C-peptide
C-peptide is released 1:1 with insulin when the pancreas makes it, so it measures the patient's own insulin production — the cleanest way to distinguish type-1 from type-2 diabetes and to detect surreptitious insulin use.
What it measures
Proinsulin in the pancreatic beta cell is cleaved into insulin and connecting peptide (C-peptide) in 1:1 stoichiometry. Injected insulin contains no C-peptide, so a C-peptide level on a sample taken with glucose reflects only endogenous (the patient's own) pancreatic output.
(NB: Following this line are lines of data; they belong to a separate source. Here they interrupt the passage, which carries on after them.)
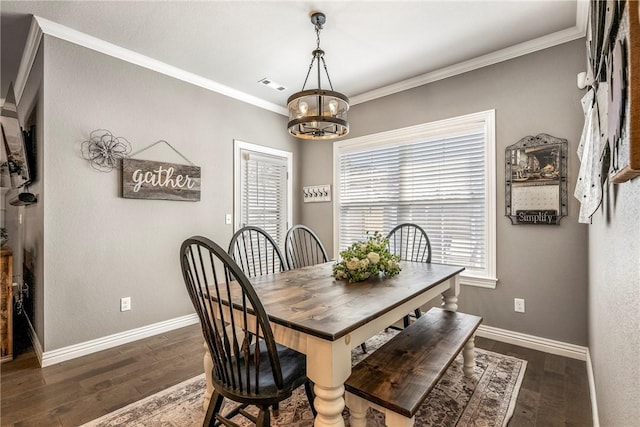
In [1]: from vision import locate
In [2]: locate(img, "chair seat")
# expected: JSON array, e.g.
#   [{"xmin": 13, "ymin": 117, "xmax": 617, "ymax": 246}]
[{"xmin": 213, "ymin": 340, "xmax": 307, "ymax": 405}]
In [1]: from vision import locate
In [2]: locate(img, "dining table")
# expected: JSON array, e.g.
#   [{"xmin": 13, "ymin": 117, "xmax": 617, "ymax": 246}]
[{"xmin": 204, "ymin": 261, "xmax": 464, "ymax": 426}]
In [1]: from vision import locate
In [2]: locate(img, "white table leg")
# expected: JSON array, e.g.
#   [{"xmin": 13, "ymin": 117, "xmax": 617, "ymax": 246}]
[
  {"xmin": 307, "ymin": 336, "xmax": 351, "ymax": 427},
  {"xmin": 442, "ymin": 274, "xmax": 460, "ymax": 311},
  {"xmin": 462, "ymin": 334, "xmax": 476, "ymax": 377}
]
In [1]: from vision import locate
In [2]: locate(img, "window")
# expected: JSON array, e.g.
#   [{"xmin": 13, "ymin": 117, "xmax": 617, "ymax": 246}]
[
  {"xmin": 334, "ymin": 110, "xmax": 497, "ymax": 288},
  {"xmin": 234, "ymin": 141, "xmax": 293, "ymax": 246}
]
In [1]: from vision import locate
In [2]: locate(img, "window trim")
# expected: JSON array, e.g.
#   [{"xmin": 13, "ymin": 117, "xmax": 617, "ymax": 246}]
[
  {"xmin": 233, "ymin": 139, "xmax": 293, "ymax": 241},
  {"xmin": 333, "ymin": 109, "xmax": 498, "ymax": 289}
]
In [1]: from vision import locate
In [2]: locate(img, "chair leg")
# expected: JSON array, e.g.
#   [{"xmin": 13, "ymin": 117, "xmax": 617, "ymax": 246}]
[
  {"xmin": 402, "ymin": 314, "xmax": 411, "ymax": 328},
  {"xmin": 256, "ymin": 406, "xmax": 271, "ymax": 427},
  {"xmin": 202, "ymin": 391, "xmax": 224, "ymax": 427},
  {"xmin": 304, "ymin": 380, "xmax": 318, "ymax": 418}
]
C-peptide has a longer half-life than insulin (~30 min vs ~5 min) and isn't extracted by the liver, so it's a stabler estimate of beta-cell function than insulin itself.
What a high value can mean
- Type 2 diabetes (early/mid) — insulin resistance drives compensatory hypersecretion.
- Insulinoma — pancreatic beta-cell tumour; very high C-peptide despite hypoglycaemia.
- Sulfonylurea overuse — these drugs stimulate endogenous insulin; differential vs insulinoma.
- Cushing's syndrome, acromegaly — counter-regulatory hormone excess drives insulin secretion.
What a low value can mean
- Type 1 diabetes — autoimmune beta-cell destruction; classic finding is high glucose + low C-peptide.
- Long-standing type 2 diabetes — beta-cell exhaustion after years of compensation.
- Pancreatectomy, severe chronic pancreatitis — anatomic loss of beta cells.
- Surreptitious insulin use — exogenous insulin causes hypoglycaemia with suppressed C-peptide.
When to discuss with a doctor
C-peptide is ordered when the type of diabetes is unclear (adult-onset that doesn't behave like type-2, lean patient on insulin who 'might not need it'), or to investigate hypoglycaemia (insulinoma vs factitious insulin use). It's not part of routine diabetes monitoring — HbA1c handles that. Mediora.AI shows C-peptide against glucose so the pattern (preserved vs absent insulin reserve) is visible; the diabetes-type decision is endocrinology.